Tudor kiracı, Terim ev sahibi
13 Şubat 2018, Salı

ERMAN TOROĞLU

Tudor kiracı, Terim ev sahibi

G.Saray maçı ilk yarıda bitirdi. Sarı-kırmızılılarda yavaş yavaş 'Nasıl gol yenmez, nasıl defans yapılır' anlayışı oturmaya başlamış. Sezon başı tek yanlı oynuyorlar, "Gol atalım, geriye otobüsle veya dolmuşlar dönelim" diyorlardı. Şimdi pozisyon bittiği an ailece geri geliyorlar. G.Saray'ın en büyük avantajı bu. İdeal mi? Henüz değil. Zaman zaman 4-5 kişi ile baskı yapıp rakip oyuna çıkmadan topu kapıp, fazla enerji kaybetmeden tekrar hücuma dönmek istiyorlar. Yapıyorlar ama o da ideal değil. Bu işler zaman ister...
Ama Terim birbiriyle uyumlu olan isimleri oynatmaya gayret ediyor. Yaptığı en doğru işlerden biri bu. Çünkü futbolda duygu denen bir olay vardır. Arkadaşının nereye gittiğini veya nereye gideceğini hissedersin. O seni bilir, sen de onu... Ona göre hareket edersin. Bu ikililer her takımda her zaman yakalanmaz. Tudor yakaladığı bu ikilileri saçma sapan işlerle bozmuştu. Şimdi Fatih Terim, tekrar yakalamaya çalışıyor. Neden? Çünkü Tudor, G.Saray'ın kiralık teknik direktörüydü. Terim ise ev sahibi. Aradaki fark bu!
"İlk 45 dakikada G.Saray'ın kalesinde kim oynuyordu?" desem, çok zor cevap verirsiniz. Neden? Çünkü iyi pres yaptılar, rakibin oyun alanlarını iyi kapattılar. İkinci yarı 3-0'ın rahatlığıyla bu sefer Antalya gelmeye başladı. Şimdi burada bir olay var: Fatih hoca çok mecbur kalmazsa değişiklik için 70. dakikayı bekliyor. Bu bir alışkanlık mı, uğur mu veya başka bir şey mi, bilemem. Ama dün bu işe takımın temposunu artırmak için 50. dakikada başlayabilirdi. Yapmadı. Şu da bir gerçek; Antalyaspor eski Antalyaspor değil. Oyuncu kalitesi iyi değil, direnemiyorlar. Bir de G.Saray'ın aldığı Japon oyuncu var: Nagatomo... Hani bir cümle var ya; Çin işi, Japon işi bunu yapan bir kişi... Bu da bu Japon'un faydalı olacağını gösteriyor.

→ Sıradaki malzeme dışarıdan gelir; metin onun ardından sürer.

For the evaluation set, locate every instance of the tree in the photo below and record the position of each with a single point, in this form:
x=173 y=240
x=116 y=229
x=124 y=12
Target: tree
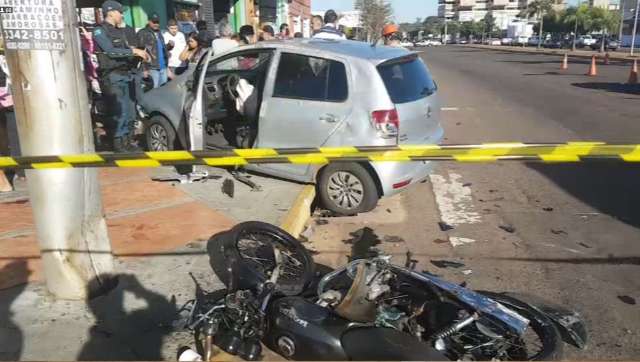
x=433 y=25
x=578 y=17
x=375 y=14
x=489 y=24
x=539 y=8
x=604 y=20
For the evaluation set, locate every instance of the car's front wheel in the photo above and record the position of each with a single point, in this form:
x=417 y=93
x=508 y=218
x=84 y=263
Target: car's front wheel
x=159 y=134
x=347 y=189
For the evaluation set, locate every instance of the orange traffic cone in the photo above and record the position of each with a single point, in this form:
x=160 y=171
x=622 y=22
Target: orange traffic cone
x=593 y=71
x=633 y=76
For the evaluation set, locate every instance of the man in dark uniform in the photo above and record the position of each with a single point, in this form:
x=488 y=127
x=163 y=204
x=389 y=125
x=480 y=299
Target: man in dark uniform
x=116 y=58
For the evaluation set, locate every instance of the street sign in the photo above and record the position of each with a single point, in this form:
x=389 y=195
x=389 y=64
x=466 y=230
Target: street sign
x=32 y=24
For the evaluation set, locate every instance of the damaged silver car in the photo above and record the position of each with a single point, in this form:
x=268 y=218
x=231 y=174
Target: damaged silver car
x=305 y=94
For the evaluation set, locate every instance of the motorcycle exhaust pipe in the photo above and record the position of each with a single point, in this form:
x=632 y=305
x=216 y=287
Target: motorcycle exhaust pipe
x=186 y=354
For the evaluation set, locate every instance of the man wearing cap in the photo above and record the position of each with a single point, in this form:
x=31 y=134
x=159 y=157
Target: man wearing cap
x=116 y=58
x=150 y=39
x=330 y=29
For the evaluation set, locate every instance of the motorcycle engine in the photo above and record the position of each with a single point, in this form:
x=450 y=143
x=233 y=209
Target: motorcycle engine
x=370 y=299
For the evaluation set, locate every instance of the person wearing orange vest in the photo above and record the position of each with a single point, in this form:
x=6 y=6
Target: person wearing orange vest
x=391 y=35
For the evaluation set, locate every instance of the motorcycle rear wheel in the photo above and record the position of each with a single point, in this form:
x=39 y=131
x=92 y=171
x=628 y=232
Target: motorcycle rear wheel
x=253 y=246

Hakem için bir şey söylenebilir: G.Saray'ın lehine bir penaltı var gibi. Eğer önüne birisi geldiyse kendi göremedi. Ama olay yardımcının tam karşısında oldu. O uyarmalıydı!

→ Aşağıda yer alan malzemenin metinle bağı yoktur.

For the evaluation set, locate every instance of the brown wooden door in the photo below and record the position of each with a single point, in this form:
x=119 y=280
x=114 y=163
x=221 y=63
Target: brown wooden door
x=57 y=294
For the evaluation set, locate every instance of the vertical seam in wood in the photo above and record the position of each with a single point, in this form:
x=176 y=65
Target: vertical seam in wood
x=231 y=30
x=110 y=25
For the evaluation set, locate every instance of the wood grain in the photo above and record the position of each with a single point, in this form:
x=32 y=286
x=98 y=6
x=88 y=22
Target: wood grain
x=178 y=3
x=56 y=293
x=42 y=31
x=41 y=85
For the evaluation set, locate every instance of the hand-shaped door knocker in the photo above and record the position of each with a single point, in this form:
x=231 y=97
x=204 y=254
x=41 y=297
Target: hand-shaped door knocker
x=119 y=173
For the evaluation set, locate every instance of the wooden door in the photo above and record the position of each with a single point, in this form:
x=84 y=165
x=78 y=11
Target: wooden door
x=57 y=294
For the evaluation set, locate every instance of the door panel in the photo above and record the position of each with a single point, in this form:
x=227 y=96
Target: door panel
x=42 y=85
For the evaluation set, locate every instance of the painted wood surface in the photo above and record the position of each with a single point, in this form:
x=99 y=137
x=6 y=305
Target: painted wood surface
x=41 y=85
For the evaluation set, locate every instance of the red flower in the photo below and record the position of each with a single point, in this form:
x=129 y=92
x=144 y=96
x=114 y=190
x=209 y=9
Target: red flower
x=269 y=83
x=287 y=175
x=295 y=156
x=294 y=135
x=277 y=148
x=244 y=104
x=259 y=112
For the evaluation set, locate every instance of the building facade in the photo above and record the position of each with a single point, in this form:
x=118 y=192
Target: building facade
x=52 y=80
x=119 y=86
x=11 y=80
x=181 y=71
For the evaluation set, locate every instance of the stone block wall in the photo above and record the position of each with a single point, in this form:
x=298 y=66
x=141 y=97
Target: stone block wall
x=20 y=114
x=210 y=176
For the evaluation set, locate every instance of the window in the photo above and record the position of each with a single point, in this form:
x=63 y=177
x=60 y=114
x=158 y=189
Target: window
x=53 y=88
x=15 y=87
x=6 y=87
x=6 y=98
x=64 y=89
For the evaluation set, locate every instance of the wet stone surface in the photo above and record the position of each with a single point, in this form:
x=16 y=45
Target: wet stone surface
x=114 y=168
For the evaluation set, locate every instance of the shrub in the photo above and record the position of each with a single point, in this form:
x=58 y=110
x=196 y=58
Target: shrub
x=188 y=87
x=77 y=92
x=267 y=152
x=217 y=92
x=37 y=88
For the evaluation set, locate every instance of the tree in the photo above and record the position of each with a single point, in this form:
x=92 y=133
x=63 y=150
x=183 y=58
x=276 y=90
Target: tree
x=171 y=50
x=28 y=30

Belhanda'nın uzatmalarda çift sarıdan gördüğü kırmızı kart şunu gösteriyor: Fizik olarak hazır değil. Fizik olarak hazır olmadığınız zaman böyle saçma sapan işlere karışıp oyundan atılırsın. Çünkü adalene hükmedemezsin. Halbuki adalen güçlü olursa, beynin daha farklı çalışır.

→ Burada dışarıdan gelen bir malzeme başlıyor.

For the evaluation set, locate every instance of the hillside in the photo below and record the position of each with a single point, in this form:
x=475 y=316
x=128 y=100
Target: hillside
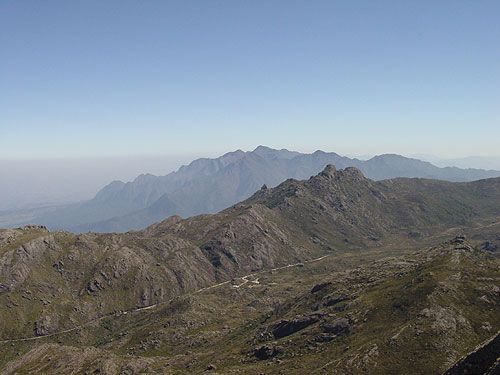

Gomis'e baksanız olayı çözersiniz. Fizik olarak daha iyi olan Gomis, Belhanda'nın ikinci sarı kartı göreceğini hissetti ve ısrarla arkadaşını uzaklaştırmaya çalıştı. Ama fizik gücü düşük olan Belhanda saçma sapan işler yapmaya devam etti ve atıldı.